- Born: Steven N. Kaufmann May 29, 1913 Pittsburgh, Pennsylvania, U.S.
- Died: May 18, 2004 (aged 90) New York City, U.S.
- Occupation(s): Socialite, fashion consultant
- Years active: 1938–2004

= Stevie Kaufmann =

American socialite (1913–2004)

Steven N. Kaufmann (May 29, 1913 – May 18, 2004) was an American socialite. A member of the Kaufmann and May retailing families, he was known for his extensive acquaintance in the New York social scene. His obituary in the New York Times noted that "Stevie was not important. He never did a thing of note in his life except to find a million ways to enjoy it." Ruth Reichl, another acquaintance, said much the same in Save Me the Plums: My Gourmet Memoir.

Kauffmann was born May 29, 1913, the son of Nathan and Selma Kaufmann in Pittsburgh, Pennsylvania. His uncle, Edgar J. Kaufmann founded Kaufmann's Department Store. His mother was part of the family that owned the May Department Stores Company. After a brief period of working at Kaufmann's, Kaufmann moved to New York and lived off his family money, effectively retiring at age 25. Since his father died at 61 and his mother at 60, he expected his money to outlast him.

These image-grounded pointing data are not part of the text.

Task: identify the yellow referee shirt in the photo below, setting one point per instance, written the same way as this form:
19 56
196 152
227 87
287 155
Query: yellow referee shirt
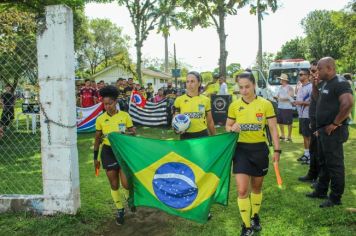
116 123
196 108
252 118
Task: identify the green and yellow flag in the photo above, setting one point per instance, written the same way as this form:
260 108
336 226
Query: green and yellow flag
183 178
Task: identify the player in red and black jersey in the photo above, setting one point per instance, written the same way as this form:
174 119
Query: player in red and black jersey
87 95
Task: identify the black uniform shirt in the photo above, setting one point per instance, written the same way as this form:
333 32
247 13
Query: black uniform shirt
328 104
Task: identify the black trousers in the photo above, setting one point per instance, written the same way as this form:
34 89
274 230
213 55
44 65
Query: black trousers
314 165
331 159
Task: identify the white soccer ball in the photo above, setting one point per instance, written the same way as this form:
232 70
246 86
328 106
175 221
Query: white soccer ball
181 122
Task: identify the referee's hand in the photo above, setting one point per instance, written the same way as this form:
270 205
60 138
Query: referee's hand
276 157
96 164
235 128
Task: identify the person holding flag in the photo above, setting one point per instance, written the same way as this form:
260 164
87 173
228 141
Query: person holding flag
248 116
112 120
197 107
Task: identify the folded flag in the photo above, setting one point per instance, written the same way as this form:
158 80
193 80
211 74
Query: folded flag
86 117
153 114
138 99
183 178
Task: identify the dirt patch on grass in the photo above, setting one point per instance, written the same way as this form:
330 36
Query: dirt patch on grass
146 221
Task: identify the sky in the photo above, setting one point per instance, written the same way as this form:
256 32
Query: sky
200 48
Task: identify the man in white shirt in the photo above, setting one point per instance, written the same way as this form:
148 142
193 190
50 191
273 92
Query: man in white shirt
223 86
302 102
285 108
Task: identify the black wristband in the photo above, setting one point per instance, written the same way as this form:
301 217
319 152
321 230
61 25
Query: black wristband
96 154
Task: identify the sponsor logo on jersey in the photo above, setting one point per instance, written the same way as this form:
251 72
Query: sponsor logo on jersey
251 127
259 116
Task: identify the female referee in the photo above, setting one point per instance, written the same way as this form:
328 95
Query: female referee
249 115
197 107
112 120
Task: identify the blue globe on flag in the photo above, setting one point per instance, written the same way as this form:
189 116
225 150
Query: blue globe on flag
174 185
181 122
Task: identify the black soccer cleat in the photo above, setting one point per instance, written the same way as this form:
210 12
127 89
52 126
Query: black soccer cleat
329 203
255 223
210 216
306 178
120 216
315 194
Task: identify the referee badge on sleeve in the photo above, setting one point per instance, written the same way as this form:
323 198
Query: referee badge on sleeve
259 116
201 108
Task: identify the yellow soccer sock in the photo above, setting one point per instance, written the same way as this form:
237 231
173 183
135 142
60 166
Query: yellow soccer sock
245 210
116 196
125 192
256 200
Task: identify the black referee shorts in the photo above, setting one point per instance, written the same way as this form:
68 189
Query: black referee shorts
251 159
304 127
108 159
199 134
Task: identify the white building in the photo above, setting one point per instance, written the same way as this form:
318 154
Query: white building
112 73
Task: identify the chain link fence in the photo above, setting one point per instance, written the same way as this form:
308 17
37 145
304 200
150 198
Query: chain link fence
20 146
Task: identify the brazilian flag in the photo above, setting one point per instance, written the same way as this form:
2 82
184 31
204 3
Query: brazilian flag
180 177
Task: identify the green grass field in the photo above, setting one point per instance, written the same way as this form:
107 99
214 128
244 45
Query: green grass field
284 211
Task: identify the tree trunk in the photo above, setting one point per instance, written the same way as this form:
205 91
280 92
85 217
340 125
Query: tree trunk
139 62
165 53
259 16
222 39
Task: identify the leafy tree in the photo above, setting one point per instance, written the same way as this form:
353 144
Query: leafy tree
233 68
295 48
144 16
346 21
37 7
158 64
207 76
103 42
17 47
267 59
260 8
168 18
210 12
324 38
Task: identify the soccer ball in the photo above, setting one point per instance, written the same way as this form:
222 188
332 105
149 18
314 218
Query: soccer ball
181 122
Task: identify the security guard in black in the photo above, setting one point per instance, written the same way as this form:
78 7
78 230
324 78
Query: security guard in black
332 110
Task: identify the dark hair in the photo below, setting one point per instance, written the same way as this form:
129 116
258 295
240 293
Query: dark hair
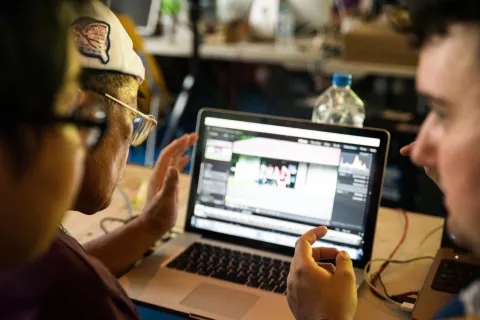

Early in his residence in New York, Kaufmann met Jerry Zipkin, who was similarly socially connected, and they became close friends. During World War II, Kaufmann was an army morale officer, making 104 crossings of the Atlantic on the RMS Queen Mary. After the war, he became acquainted with Bill Blass, who provided him with a paying job when Kaufmann outlived his money. Kaufmann worked at Pincus Brothers Maxwell, who manufactured Bill Blass Limited's clothes, until 2003.

Kauffmann's extensive acquaintance included Greta Garbo, Lena Horne, Rock Hudson, Nancy Reagan and Gertrude Lawrence. He spoke to Zipkin and Blass every day. Blass called Kaufmann "his oldest friend" and named him in his will.

Kauffmann died on May 18, 2004, of lung cancer, a few days short of his 91st birthday. He had lived at 25 West 54th Street for 65 years. He was survived by his partner of 18 years, Edward DeLuca.